C’est un gros dossier qui s’apprête à être jugé dans la salle d’audience du ministère de l’Éducation nationale ce jeudi après-midi. Alors que les dix juges du Cneser disciplinaire échangent quelques mots, deux assistants s’attèlent à mettre en place la téléconférence et le projecteur qui permettront la déposition de l’un des témoins. Un « vous êtes actuellement la seule personne de cette conférence » émanant des hauts parleurs vient ponctuer les conversations et arrache un sourire aux lèvres des juges. Face à eux, l’accusé, un homme grisonnant d’une cinquantaine d’années, est installé silencieusement aux côtés de son avocat. Une femme élancée au costume blanc impeccable représente l’université de Toulouse Jean Jaurès. Par la porte entrouverte, on peut apercevoir cinq des six témoins venus livrer leurs versions des faits attendant patiemment leur tour.

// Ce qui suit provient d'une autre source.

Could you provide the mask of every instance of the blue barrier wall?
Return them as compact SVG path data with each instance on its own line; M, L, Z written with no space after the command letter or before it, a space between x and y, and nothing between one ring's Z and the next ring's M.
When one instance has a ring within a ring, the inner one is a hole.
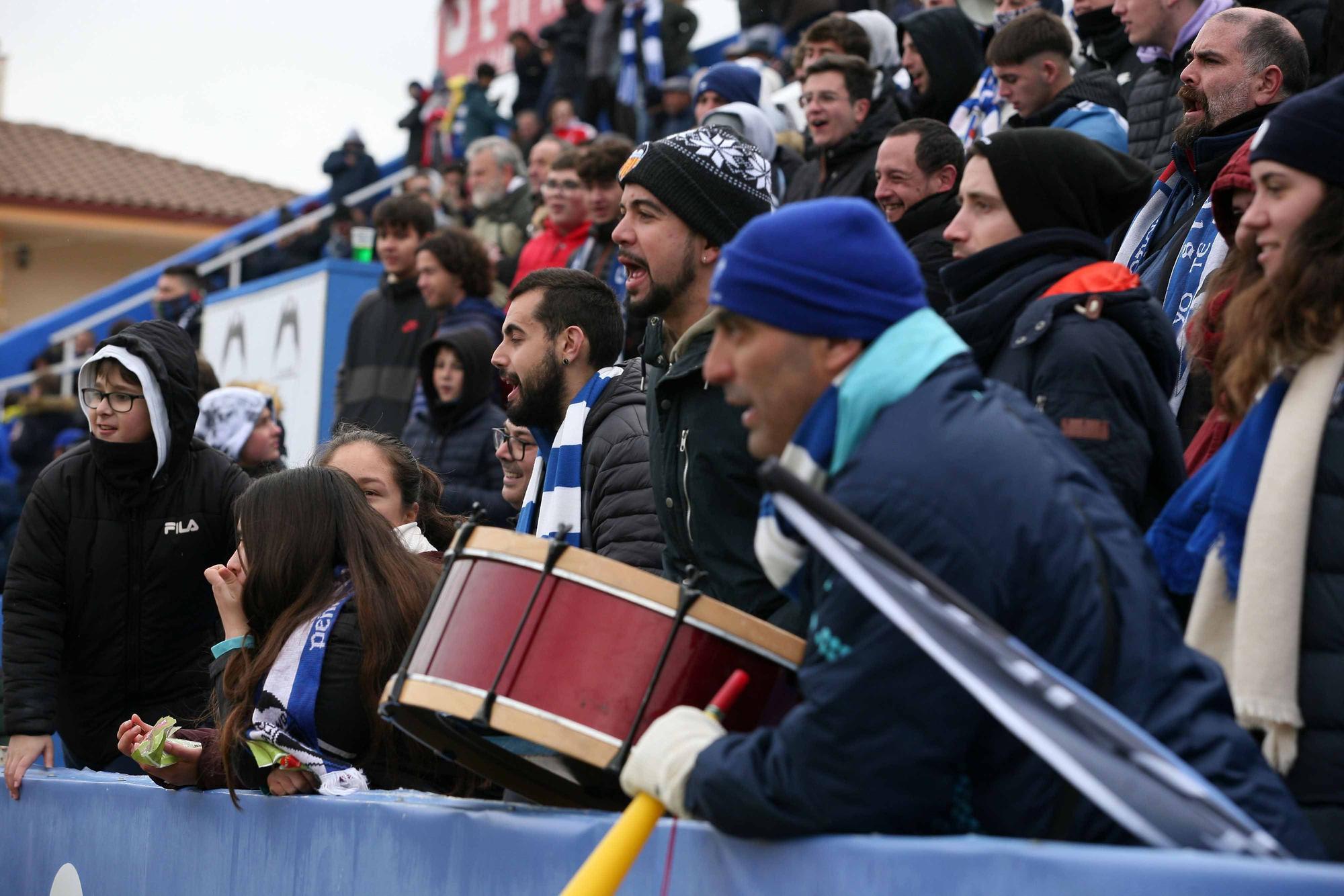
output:
M614 815L413 791L265 797L167 791L144 778L30 770L0 799L0 891L50 892L65 864L90 896L558 893ZM672 848L669 849L669 842ZM65 872L69 875L70 872ZM1344 870L1140 848L989 837L735 840L664 819L621 893L1293 896Z

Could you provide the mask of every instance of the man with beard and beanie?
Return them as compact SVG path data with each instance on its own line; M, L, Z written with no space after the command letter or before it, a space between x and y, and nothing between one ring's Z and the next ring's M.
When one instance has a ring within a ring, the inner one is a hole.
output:
M1114 0L1129 42L1149 66L1129 91L1129 154L1161 171L1171 161L1172 130L1184 106L1176 91L1191 44L1204 23L1234 0Z
M617 257L612 231L621 219L621 165L630 157L634 144L620 134L602 134L585 146L579 157L578 175L583 181L583 203L587 208L589 236L570 257L569 266L586 270L612 287L621 302L625 318L625 349L622 357L634 357L644 340L645 320L630 318L625 302L625 266Z
M802 75L802 111L812 146L793 175L785 203L820 196L874 201L878 144L900 124L895 101L872 99L872 67L859 56L821 56Z
M434 210L419 196L392 196L374 208L378 289L349 318L345 357L336 372L336 424L401 435L415 394L421 344L438 312L415 283L415 249L434 230Z
M1138 274L1163 305L1180 348L1171 410L1181 412L1189 375L1185 325L1198 310L1200 286L1227 255L1214 222L1218 173L1288 97L1306 90L1306 46L1282 16L1228 9L1200 28L1181 73L1185 117L1176 126L1172 163L1148 203L1134 215L1116 261ZM1188 408L1207 414L1207 403ZM1198 420L1191 420L1193 427ZM1191 429L1191 427L1188 427Z
M497 377L491 365L497 330L472 324L441 329L419 355L425 407L411 412L402 442L444 481L439 505L449 513L485 509L485 523L513 516L500 496L504 473L495 459L495 427L504 411L492 400Z
M1125 97L1107 71L1074 77L1074 39L1064 20L1032 9L1000 28L985 60L999 79L999 95L1017 110L1009 128L1063 128L1105 144L1129 148Z
M714 336L706 314L719 249L771 211L770 163L727 130L696 128L637 146L621 185L612 239L630 314L649 318L642 360L664 575L680 580L694 567L706 594L801 630L801 615L751 547L761 485L742 415L700 372Z
M1128 109L1129 91L1148 71L1148 63L1138 58L1138 47L1129 43L1125 23L1111 9L1111 3L1114 0L1074 0L1068 17L1074 21L1083 56L1074 74L1109 71L1120 85Z
M828 251L793 250L817 228L832 236ZM985 380L925 305L914 259L871 206L824 199L749 223L724 247L710 301L719 316L704 372L746 408L754 457L778 457L1102 692L1286 849L1320 856L1236 727L1216 665L1181 643L1142 539L1106 482L1021 395ZM1074 802L1044 760L780 525L771 505L758 525L771 579L810 614L801 703L747 733L672 709L630 752L626 793L738 837L1134 842L1087 799Z
M132 711L204 716L219 614L206 567L234 552L247 476L200 439L196 351L168 321L128 326L79 368L93 438L34 484L4 582L9 794L52 732L75 768L141 774L116 739Z
M980 32L957 7L913 12L896 31L900 64L910 75L911 117L946 124L985 67Z
M952 243L942 231L957 216L965 165L957 134L933 118L896 125L878 148L878 207L914 255L929 306L939 314L948 310L948 293L938 271L952 262Z
M1140 527L1185 478L1167 407L1175 336L1105 242L1150 180L1142 163L1058 128L978 140L943 231L957 261L942 269L948 322L980 369L1054 420Z
M509 293L491 363L513 388L508 419L536 441L516 529L659 574L638 361L616 367L621 306L593 274L548 267Z

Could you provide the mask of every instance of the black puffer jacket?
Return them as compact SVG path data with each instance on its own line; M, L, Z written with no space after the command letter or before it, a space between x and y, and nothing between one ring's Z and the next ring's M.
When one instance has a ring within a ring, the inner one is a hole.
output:
M28 497L4 588L8 732L59 731L93 768L117 758L132 712L204 715L219 615L202 572L233 553L234 498L249 482L192 438L196 353L181 329L149 321L105 345L142 359L160 386L164 466L117 488L108 443L63 454Z
M1325 420L1308 532L1297 677L1305 725L1288 789L1327 854L1344 861L1344 404Z
M784 193L785 203L798 203L823 196L857 196L876 203L878 145L887 132L900 124L900 111L891 97L872 101L872 109L859 129L821 149L812 146L808 161L794 172Z
M939 314L948 312L948 290L938 271L952 263L952 243L942 238L952 219L957 216L961 204L956 191L945 191L925 196L900 216L895 223L906 249L919 262L919 275L925 279L925 296L929 306Z
M1148 71L1148 63L1138 58L1138 47L1129 43L1120 16L1105 7L1075 15L1074 26L1083 50L1077 74L1109 71L1128 102L1134 83Z
M1161 171L1172 160L1172 132L1185 117L1185 106L1176 97L1185 54L1195 39L1177 47L1172 59L1159 59L1138 77L1129 91L1129 154Z
M781 617L796 604L775 591L755 557L761 484L742 412L702 376L712 337L707 318L676 345L664 344L659 317L649 318L644 334L649 469L653 509L667 539L664 576L680 580L694 566L706 574L700 587L710 596L798 633L801 618Z
M1146 529L1185 478L1167 404L1179 363L1171 324L1146 289L1114 285L1126 273L1110 262L1043 296L1106 254L1090 234L1052 228L954 262L942 269L948 322L986 376L1059 424Z
M461 360L462 395L448 404L434 388L434 361L442 348ZM480 502L485 521L504 525L513 516L500 488L504 470L495 458L495 435L504 426L504 411L491 399L499 377L491 367L495 343L480 326L458 325L439 330L421 349L419 376L425 388L425 410L411 414L402 441L415 458L444 481L439 504L449 513L466 513Z
M644 375L637 359L622 367L583 422L582 547L661 575Z
M401 437L415 394L419 349L438 312L425 305L414 279L383 274L359 300L336 373L336 422Z
M900 20L896 26L898 47L905 46L906 34L929 73L925 91L911 95L910 117L948 122L985 70L980 32L957 7L935 7Z

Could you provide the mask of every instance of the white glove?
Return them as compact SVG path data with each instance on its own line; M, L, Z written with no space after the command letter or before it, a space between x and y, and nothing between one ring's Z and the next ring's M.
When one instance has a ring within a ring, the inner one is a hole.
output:
M655 719L621 770L621 790L656 797L677 818L685 810L685 782L700 751L724 735L723 725L695 707L676 707Z

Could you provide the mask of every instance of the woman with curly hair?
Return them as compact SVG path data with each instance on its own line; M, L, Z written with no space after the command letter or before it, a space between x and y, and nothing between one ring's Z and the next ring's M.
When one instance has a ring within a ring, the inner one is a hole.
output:
M1241 724L1344 860L1344 78L1285 101L1251 141L1238 235L1262 275L1223 310L1214 391L1236 431L1148 533L1185 639L1218 660Z

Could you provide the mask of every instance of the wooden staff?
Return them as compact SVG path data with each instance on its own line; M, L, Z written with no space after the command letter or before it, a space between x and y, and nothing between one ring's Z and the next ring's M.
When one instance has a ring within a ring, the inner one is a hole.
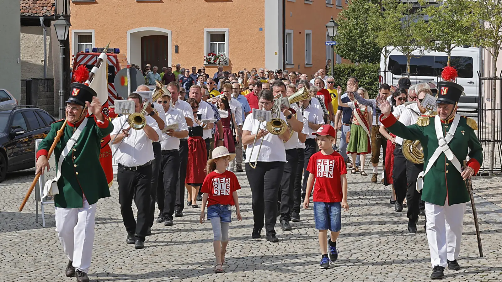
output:
M63 125L61 125L61 128L58 130L57 134L56 137L54 137L54 142L52 143L52 146L51 146L50 149L49 149L49 153L47 154L47 159L51 157L51 155L52 154L52 151L54 150L54 148L56 147L56 145L58 144L59 140L61 139L61 136L63 135L63 130L64 130L65 126L66 126L66 123L68 121L65 119L64 122L63 123ZM41 169L40 171L39 172L37 175L35 177L35 179L33 180L33 182L32 182L32 185L30 186L30 190L28 192L26 193L26 195L25 196L25 199L23 200L23 203L21 203L21 206L19 207L19 211L22 211L23 209L25 207L25 205L26 204L26 202L28 200L28 198L30 198L30 195L31 195L32 192L33 192L33 189L35 188L35 186L37 184L37 182L38 181L38 179L40 178L40 175L42 175L42 171Z

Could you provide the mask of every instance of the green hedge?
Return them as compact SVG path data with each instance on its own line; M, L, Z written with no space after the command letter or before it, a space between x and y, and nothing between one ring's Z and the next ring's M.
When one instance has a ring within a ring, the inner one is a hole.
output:
M353 64L336 64L335 71L335 88L338 85L345 91L347 80L351 76L359 79L359 86L368 90L370 99L376 96L379 89L379 70L380 65L377 64L360 64L356 66ZM328 74L331 74L330 70Z

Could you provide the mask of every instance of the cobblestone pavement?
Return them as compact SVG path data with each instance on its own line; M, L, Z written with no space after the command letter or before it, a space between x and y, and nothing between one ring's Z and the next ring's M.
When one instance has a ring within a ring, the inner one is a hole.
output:
M0 281L74 281L64 274L67 262L54 231L54 209L46 211L47 227L36 223L35 197L22 212L18 209L33 180L33 170L8 175L0 184ZM146 247L125 242L116 182L111 197L100 200L89 276L94 281L424 281L431 271L423 228L410 234L406 212L389 204L390 187L373 184L370 176L349 175L350 210L342 213L338 259L320 269L317 233L311 209L302 210L293 230L276 228L279 243L250 237L251 193L244 173L237 173L243 220L230 224L224 273L213 272L212 233L209 222L198 222L199 210L186 208L174 225L155 223ZM479 257L470 205L464 217L459 271L446 270L448 281L502 280L502 178L473 181L484 257ZM406 211L406 208L405 209ZM278 226L279 223L278 222ZM264 232L262 232L262 234Z

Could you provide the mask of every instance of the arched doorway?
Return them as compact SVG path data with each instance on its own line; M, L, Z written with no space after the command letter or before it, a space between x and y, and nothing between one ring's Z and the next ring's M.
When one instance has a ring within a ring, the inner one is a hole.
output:
M159 67L159 72L171 64L171 32L160 28L139 28L128 31L128 61L131 64L147 64Z

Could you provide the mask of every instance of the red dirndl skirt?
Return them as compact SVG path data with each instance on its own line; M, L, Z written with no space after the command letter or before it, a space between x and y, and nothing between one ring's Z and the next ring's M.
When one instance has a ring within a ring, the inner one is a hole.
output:
M396 135L391 132L389 132L392 137L396 137ZM396 144L391 142L390 140L387 140L387 148L386 150L385 154L385 184L393 184L392 181L392 170L394 168L394 149L396 149Z
M185 183L202 184L206 178L204 170L207 162L207 150L202 137L196 136L188 138L188 162Z

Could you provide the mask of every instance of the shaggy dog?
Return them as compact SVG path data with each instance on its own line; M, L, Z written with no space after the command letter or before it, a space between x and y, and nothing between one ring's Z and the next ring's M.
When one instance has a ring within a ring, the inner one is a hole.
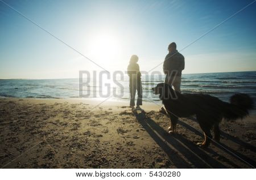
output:
M181 94L165 83L158 84L152 90L155 95L159 95L171 118L169 133L176 132L178 118L196 115L204 134L204 142L198 145L204 147L207 147L210 143L212 128L214 140L220 140L218 125L222 118L228 121L243 118L249 115L248 110L253 108L253 100L246 94L233 95L228 103L208 95Z

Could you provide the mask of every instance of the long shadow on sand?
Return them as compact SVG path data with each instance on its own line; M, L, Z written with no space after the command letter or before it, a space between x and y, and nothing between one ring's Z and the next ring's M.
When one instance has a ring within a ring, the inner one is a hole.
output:
M167 136L163 128L144 113L135 114L138 121L178 168L226 168L204 150L182 136ZM185 159L182 158L183 155Z
M195 118L190 118L189 119L191 120L193 120L194 121L196 121L196 119ZM193 127L191 127L191 126L188 125L188 124L184 123L184 122L179 121L178 123L180 124L181 126L183 126L185 128L193 132L196 135L200 136L202 138L203 137L203 134L201 134L200 132L199 132L196 129L195 129ZM221 135L224 137L226 138L229 140L230 140L233 141L233 142L234 142L241 146L243 146L243 147L246 147L248 149L250 149L254 152L256 152L256 148L254 146L253 146L250 144L244 142L242 140L241 140L237 138L235 138L234 136L232 136L232 135L230 135L225 132L223 132L222 131L221 131ZM247 164L251 168L255 168L255 167L256 167L256 162L255 161L245 156L245 155L242 155L241 153L240 153L237 151L235 151L234 149L232 149L231 148L230 148L228 146L226 146L224 144L221 143L218 143L218 144L217 144L214 142L213 142L213 144L214 144L217 147L218 147L219 148L224 149L224 151L226 152L227 152L231 156L233 156L234 158L237 158L238 160L241 161L242 162L243 162Z

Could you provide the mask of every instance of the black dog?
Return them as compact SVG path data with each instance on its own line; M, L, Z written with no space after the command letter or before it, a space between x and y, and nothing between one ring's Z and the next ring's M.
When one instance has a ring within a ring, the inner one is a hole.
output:
M227 121L242 119L249 115L248 110L253 108L253 100L246 94L235 94L228 103L208 95L181 94L165 83L158 84L152 90L155 95L160 95L159 98L171 118L169 133L176 132L178 117L196 115L204 133L204 141L198 143L201 147L209 145L212 128L214 140L220 140L218 124L222 118Z

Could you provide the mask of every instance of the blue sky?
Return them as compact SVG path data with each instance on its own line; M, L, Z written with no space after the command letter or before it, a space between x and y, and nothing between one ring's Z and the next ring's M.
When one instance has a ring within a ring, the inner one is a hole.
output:
M110 71L125 71L134 54L147 71L170 42L182 49L253 1L5 1ZM256 2L182 50L183 72L256 70L255 17ZM101 70L1 2L0 24L0 79Z

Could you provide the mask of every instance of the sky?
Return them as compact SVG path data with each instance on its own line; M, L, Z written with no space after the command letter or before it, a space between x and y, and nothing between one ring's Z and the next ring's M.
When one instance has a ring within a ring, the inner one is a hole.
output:
M111 72L137 54L142 71L163 73L174 41L184 74L256 71L256 2L188 46L253 1L0 0L0 79L103 70L81 54Z

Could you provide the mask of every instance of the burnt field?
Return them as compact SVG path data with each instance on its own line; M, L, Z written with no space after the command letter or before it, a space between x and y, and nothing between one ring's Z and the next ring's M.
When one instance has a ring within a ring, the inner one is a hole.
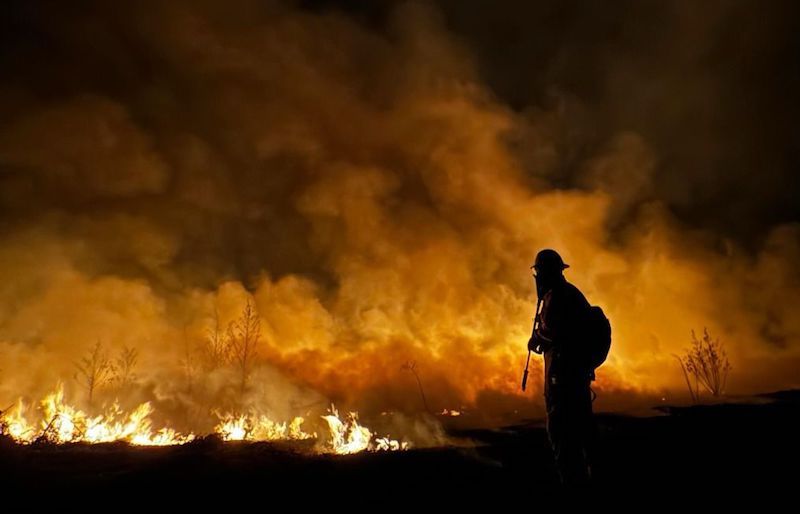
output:
M798 391L736 403L663 407L648 417L600 414L597 487L611 495L652 492L673 498L791 493L797 485L798 419ZM451 432L471 444L335 456L314 454L302 443L223 443L216 438L165 448L20 446L3 439L0 473L6 491L39 493L42 500L110 493L203 502L268 490L304 502L350 494L362 499L523 501L528 494L558 491L541 422Z

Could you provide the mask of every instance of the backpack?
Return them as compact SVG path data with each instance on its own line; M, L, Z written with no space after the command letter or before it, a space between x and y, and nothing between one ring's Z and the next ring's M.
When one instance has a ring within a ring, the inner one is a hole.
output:
M594 377L594 370L606 361L611 349L611 323L603 309L596 305L589 307L585 330L588 364Z

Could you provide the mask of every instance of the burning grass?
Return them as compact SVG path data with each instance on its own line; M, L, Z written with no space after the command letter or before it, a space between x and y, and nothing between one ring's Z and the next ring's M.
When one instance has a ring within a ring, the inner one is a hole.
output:
M66 403L63 387L58 386L40 402L38 408L32 408L20 399L13 407L2 412L0 433L23 445L122 441L135 446L175 446L197 438L194 433L182 434L169 427L155 429L152 414L153 408L149 402L140 404L130 412L124 412L119 404L114 403L102 414L91 416ZM399 451L410 447L407 441L379 437L359 423L357 413L351 412L344 418L340 417L333 405L329 413L322 416L327 430L321 434L307 432L302 417L295 417L288 422L277 422L257 413L228 413L218 417L220 422L214 428L214 433L223 441L316 439L317 452L333 454Z

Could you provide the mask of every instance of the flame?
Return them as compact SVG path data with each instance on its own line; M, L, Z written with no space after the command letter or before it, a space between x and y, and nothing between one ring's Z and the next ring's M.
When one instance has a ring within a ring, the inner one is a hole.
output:
M279 441L313 439L317 434L303 431L305 420L295 417L290 422L278 423L267 416L226 414L214 428L224 441Z
M126 414L114 403L106 411L91 417L64 401L64 389L58 385L40 405L41 420L38 425L28 421L28 406L20 399L16 405L0 415L0 433L8 435L19 444L46 441L54 444L108 443L125 441L137 446L169 446L185 444L195 435L181 434L163 427L153 431L150 416L153 407L143 403ZM219 416L220 423L214 432L224 441L278 441L307 440L318 438L316 433L303 429L302 417L289 422L276 422L265 415L225 414ZM358 414L351 412L345 420L339 417L334 406L330 414L322 416L330 430L330 439L319 445L322 451L335 454L351 454L368 451L399 451L409 448L408 442L388 437L375 437L367 427L359 424Z
M347 455L358 453L364 450L370 451L397 451L407 450L409 444L399 442L388 437L375 438L367 427L359 424L358 414L351 412L345 420L339 417L336 407L331 405L330 414L322 416L328 423L331 432L331 440L326 444L326 449L330 453Z
M95 417L91 417L64 402L64 388L56 390L41 402L42 419L38 428L25 417L27 406L20 399L10 413L2 417L2 431L18 443L36 441L51 443L108 443L126 441L137 446L166 446L184 444L194 439L194 434L181 434L170 428L153 432L149 402L125 414L117 403Z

« Je me suis figée, ce n’était pas un comportement normal à mes yeux… »
Victoria A.*, témoin
Au rapport. Dans le dossier d’instruction, Pierre X.* est décrit par les centaines de témoignages en sa faveur comme un homme « passionné, aimé et admiré ». Certains témoins présents le jour de l’audience ajoutent « bienveillant », « respectueux » et avant tout « très professionnel ». Professeur agrégé d’une cinquantaine d’années, il enseignait la lutte — entre autres — depuis une trentaine d’années, dont les dix dernières passées à l’université de Toulouse Jean Jaurès. Mais en juillet 2020, tout bascule et il se voit interdit d’exercer toute fonction au sein de l’établissement. Une décision directement appliquée, appel ou non. Quelles sont les raisons de cette sanction ? Après une grande inspiration, le rapporteur énumère les griefs : « Pratiques pédagogiques susceptibles de constituer un harcèlement moral ou sexuel envers des étudiants, propos et conditions d’enseignement qui ont contribué à établir un sentiment d’insécurité des étudiants et une sensation de malaise provoquant l’interruption de l’activité en cours ou son abandon, remarques sur le physique des femmes en particulier qui ont participé à imposer une ambiance délétère, non respect de la différentiation entre les espaces professionnels et privé, gestes non professionnels non consentis déplacés et réitérés qui relèvent de l’attouchement, sentiment de crainte de représailles et exploitation de la situation d’autorité… »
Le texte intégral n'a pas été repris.